Production Optimization (PhD)

Production Optimization (PhD)

The offshore production of oil and gas is a complex process where a lot of decisions have to be taken to meet the goals in the short, medium and long run, ranging from planning and asset management to small corrective actions. Decisions that have to be taken on decision horizon ranging from a few hours to days is typically known as Daily Production Optimization which is crucial during the entire production phase of the field to maximise the revenue. Daily production optimization generally seeks to maximise the oil and gas production and reduce the cost of production by choosing the production target for each well, allocation of resources among the wells such as the available gas lift, power etc.

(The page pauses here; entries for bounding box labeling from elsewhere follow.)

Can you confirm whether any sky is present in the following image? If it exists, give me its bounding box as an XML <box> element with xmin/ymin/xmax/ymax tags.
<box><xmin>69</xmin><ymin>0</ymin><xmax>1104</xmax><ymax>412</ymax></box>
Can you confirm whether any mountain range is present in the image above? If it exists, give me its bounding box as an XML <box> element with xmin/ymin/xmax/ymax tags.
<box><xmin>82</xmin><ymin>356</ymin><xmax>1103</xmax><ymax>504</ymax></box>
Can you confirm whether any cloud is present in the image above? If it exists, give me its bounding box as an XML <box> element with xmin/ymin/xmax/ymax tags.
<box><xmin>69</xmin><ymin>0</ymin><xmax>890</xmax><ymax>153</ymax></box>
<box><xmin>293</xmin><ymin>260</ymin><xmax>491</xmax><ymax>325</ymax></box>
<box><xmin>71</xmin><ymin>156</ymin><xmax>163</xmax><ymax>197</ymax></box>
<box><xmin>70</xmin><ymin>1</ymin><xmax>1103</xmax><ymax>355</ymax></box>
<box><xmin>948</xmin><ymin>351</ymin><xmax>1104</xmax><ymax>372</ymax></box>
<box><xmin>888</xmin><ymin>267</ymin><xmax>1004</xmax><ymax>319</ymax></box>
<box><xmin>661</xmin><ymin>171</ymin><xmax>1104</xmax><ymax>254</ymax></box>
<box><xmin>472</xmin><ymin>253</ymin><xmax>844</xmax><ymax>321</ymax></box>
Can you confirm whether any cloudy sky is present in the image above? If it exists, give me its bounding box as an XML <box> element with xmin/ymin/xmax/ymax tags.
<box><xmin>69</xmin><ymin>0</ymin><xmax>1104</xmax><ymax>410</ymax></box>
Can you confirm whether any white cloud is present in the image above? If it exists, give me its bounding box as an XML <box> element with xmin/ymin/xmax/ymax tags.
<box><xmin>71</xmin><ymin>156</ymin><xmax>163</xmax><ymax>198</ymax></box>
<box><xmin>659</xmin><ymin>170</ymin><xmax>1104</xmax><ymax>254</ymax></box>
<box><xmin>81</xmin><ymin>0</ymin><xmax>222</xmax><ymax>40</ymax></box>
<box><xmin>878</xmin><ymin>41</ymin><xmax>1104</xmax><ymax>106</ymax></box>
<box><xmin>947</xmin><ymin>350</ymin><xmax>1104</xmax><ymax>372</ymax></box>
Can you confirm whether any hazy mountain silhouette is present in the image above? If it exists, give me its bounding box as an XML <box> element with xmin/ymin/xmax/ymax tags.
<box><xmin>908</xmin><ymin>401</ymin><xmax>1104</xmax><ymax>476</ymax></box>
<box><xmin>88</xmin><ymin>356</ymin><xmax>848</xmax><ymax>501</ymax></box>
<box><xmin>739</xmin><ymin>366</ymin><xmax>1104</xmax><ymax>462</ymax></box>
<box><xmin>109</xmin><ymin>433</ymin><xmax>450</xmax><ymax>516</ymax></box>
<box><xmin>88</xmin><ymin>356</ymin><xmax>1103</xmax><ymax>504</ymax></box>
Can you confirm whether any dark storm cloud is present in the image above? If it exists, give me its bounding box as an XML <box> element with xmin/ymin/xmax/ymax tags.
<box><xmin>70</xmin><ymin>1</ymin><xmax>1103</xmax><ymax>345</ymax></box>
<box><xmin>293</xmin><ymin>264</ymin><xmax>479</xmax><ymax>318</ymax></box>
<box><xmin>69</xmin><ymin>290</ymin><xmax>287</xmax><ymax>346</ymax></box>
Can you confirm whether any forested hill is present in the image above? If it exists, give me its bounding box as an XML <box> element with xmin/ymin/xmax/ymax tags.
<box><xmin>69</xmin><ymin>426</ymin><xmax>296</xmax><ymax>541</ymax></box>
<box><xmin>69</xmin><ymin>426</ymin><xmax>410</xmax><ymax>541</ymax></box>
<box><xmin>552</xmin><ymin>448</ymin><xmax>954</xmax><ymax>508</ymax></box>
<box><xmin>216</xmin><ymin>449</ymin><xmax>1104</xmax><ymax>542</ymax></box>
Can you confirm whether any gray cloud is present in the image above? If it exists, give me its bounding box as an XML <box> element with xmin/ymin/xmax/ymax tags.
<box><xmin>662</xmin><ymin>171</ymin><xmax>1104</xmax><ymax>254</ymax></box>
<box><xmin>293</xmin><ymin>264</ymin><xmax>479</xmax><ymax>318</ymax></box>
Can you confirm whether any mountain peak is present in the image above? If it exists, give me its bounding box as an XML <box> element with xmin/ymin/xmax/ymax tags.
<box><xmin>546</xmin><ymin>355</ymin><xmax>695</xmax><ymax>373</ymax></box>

As the era of easy oil is declining, the volume and the complexity of oil and gas operations is ever increasing. Oil wells producing from challenging reservoirs with heavy viscous crude, wells with advanced completions and complex subsea tie-backs and subsea processing causes decision-making and planning a challenging task. Software tools such as PROSPER and GAP are widely used in the upstream oil and gas industry to do this. These software tools solve nonlinear optimisation problems based on steady state well models that are developed using first principles and correlations and are updated at irregular intervals. However, in reality, the system is subject to wide range of uncertainties that are not taken into account in such offline software tools used for production optimisation.

The most common approach is to solve what is known as the deterministic problem with nominal models, where all the uncertain parameters are assumed to take their expected value. The quality of the optimal solution is heavily affected when data and model uncertainty are disregarded. The main focus of this sub-project is to investigate and develop optimization methods that explicitly takes the uncertainty into account and assists optimal decision making in the face of uncertainty.